Ce qui distingue le zebra striping du vocabulaire voisin de 2026
Trois termes sont régulièrement confondus avec le zebra striping dans les conversations ordinaires. Chacun est distinct, et la distinction compte parce que les stratégies de modération ne sont pas les mêmes.
Le damp drinking est une stratégie de réduction plus large. Cela veut dire baisser son volume total d'alcool sur une semaine, un mois ou une occasion, sans imposer aucune règle d'alternance. Un buveur en damp drinking aurait pris quatre verres de vin dans la soirée au lieu de sept. Un buveur en zebra striping aurait pris trois verres de vin et trois bières sans alcool dans la même soirée.
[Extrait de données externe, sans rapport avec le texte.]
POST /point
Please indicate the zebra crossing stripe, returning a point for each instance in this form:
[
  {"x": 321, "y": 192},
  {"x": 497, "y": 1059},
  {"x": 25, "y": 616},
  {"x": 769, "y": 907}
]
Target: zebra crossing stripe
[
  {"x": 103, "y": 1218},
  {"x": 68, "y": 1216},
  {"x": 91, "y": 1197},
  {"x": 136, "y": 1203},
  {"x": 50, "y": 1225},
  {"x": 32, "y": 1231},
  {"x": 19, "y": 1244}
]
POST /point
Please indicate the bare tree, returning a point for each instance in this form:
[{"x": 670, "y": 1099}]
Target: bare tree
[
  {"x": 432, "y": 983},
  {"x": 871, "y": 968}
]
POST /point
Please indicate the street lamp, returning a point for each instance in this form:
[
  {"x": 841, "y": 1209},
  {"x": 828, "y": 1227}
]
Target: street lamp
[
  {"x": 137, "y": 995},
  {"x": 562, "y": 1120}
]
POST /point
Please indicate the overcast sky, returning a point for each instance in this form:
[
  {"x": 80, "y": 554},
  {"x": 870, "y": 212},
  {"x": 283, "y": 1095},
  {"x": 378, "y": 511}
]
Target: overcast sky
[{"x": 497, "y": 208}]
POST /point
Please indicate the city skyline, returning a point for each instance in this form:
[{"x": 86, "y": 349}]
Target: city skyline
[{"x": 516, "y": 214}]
Les deux stratégies peuvent se chevaucher, mais ce ne sont pas les mêmes postures.
Le California sober désigne le fait de s'abstenir d'alcool tout en continuant à consommer du cannabis. Ce n'est pas une stratégie d'alternance, c'est une stratégie de substitution, et la substitution se fait vers une autre substance psychoactive plutôt que vers des boissons sans alcool. Le terme n'a aucun rapport structurel avec le zebra striping malgré la proximité culturelle de surface.
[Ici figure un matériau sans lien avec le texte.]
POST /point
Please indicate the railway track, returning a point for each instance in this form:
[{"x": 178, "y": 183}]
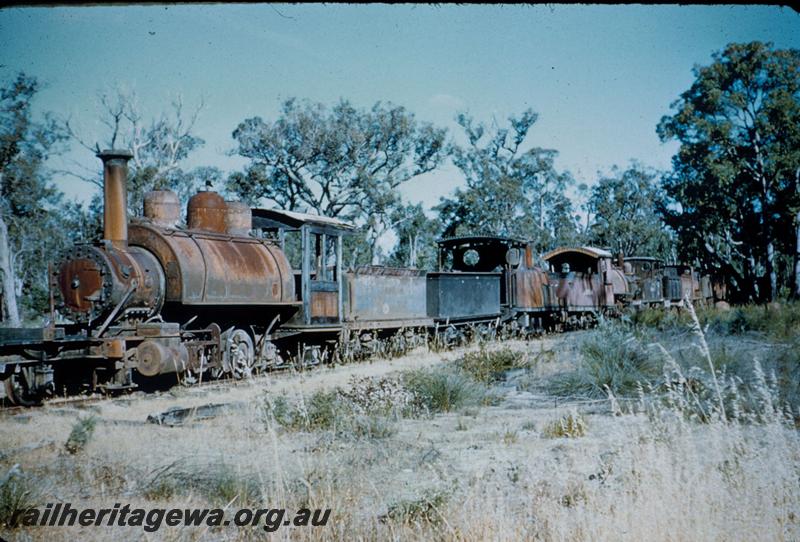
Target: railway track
[{"x": 381, "y": 349}]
Le sober curious est le mouvement culturel plus large, nommé par Ruby Warrington dans son livre éponyme de 2018, qui pose la sobriété ou la quasi-sobriété comme un choix de vie positif plutôt qu'une posture de rétablissement. Le zebra striping est l'une des tactiques à l'intérieur du mouvement sober curious, mais le mouvement est beaucoup plus large et inclut des schémas d'abstinence durable qui ne sont pas du striping.
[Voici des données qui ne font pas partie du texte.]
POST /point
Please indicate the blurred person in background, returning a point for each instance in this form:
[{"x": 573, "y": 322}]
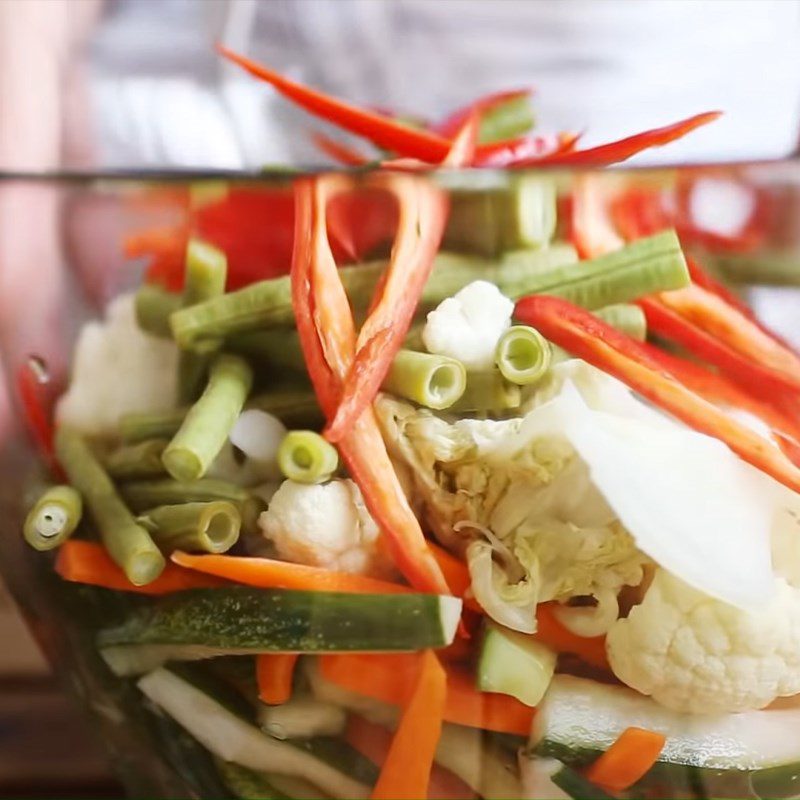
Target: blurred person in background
[{"x": 136, "y": 83}]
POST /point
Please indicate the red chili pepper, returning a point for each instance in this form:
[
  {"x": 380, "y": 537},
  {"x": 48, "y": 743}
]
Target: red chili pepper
[
  {"x": 587, "y": 337},
  {"x": 423, "y": 216},
  {"x": 382, "y": 131},
  {"x": 337, "y": 151},
  {"x": 623, "y": 149},
  {"x": 32, "y": 384},
  {"x": 718, "y": 333},
  {"x": 328, "y": 339},
  {"x": 450, "y": 126}
]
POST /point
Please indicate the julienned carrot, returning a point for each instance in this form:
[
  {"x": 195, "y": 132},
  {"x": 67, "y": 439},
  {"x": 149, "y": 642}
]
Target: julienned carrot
[
  {"x": 268, "y": 573},
  {"x": 327, "y": 336},
  {"x": 551, "y": 632},
  {"x": 389, "y": 678},
  {"x": 274, "y": 675},
  {"x": 627, "y": 760},
  {"x": 382, "y": 131},
  {"x": 719, "y": 333},
  {"x": 589, "y": 338},
  {"x": 405, "y": 773},
  {"x": 422, "y": 218},
  {"x": 87, "y": 562},
  {"x": 623, "y": 149},
  {"x": 373, "y": 742}
]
Ce que cela change pour la salle européenne et la presse spécialisée en 2026
Trois enseignements ressortent pour le reste de 2026 et 2027. D'abord, le vocabulaire de la modération s'est consolidé. Là où 2024 et 2025 voyaient se multiplier des termes qui se chevauchaient, le zebra striping s'est imposé comme l'étiquette la plus propre pour l'alternance, et le terme est assez installé pour que cartes des boissons, listes de bar et même supports de service responsable puissent le déployer sans définition. Ensuite, les catégories qui marchent le mieux en alternance — bière sans alcool, apéritifs NA, vins désalcoolisés, sodas artisanaux complexes — sont précisément les catégories qui ont le plus crû en retail et en salle européenne ces trois dernières années. Le zebra striping est l'étiquette comportementale d'une trajectoire d'offre qui existait déjà. Enfin, et c'est le point le plus important pour les opérateurs hôteliers, le zebra striping est structurellement favorable à la salle. Il garde les tables engagées, il maintient le revenu bar par visite près du niveau d'une table totalement alcoolisée, et il réduit le profil de risque de service abusif. Dry January, c'est un vent contraire pour la salle. Le zebra striping, c'est un vent porteur.
Le nom a quelques années. Le comportement, lui, est bien plus ancien — n'importe qui a déjà commandé un Vichy entre deux verres de vin a fait du zebra striping sans le terme. Ce qui est neuf en 2026, c'est que la pratique a un nom, que ce nom a traversé la Manche, que l'infrastructure de salle existe pour le soutenir dans presque toute l'Europe, et qu'une génération de buveurs trentenaires et quarantenaires a décidé que c'est la forme d'une bonne soirée. Ni l'abstinence complète, ni l'ivresse continue, mais l'alternance entre les deux.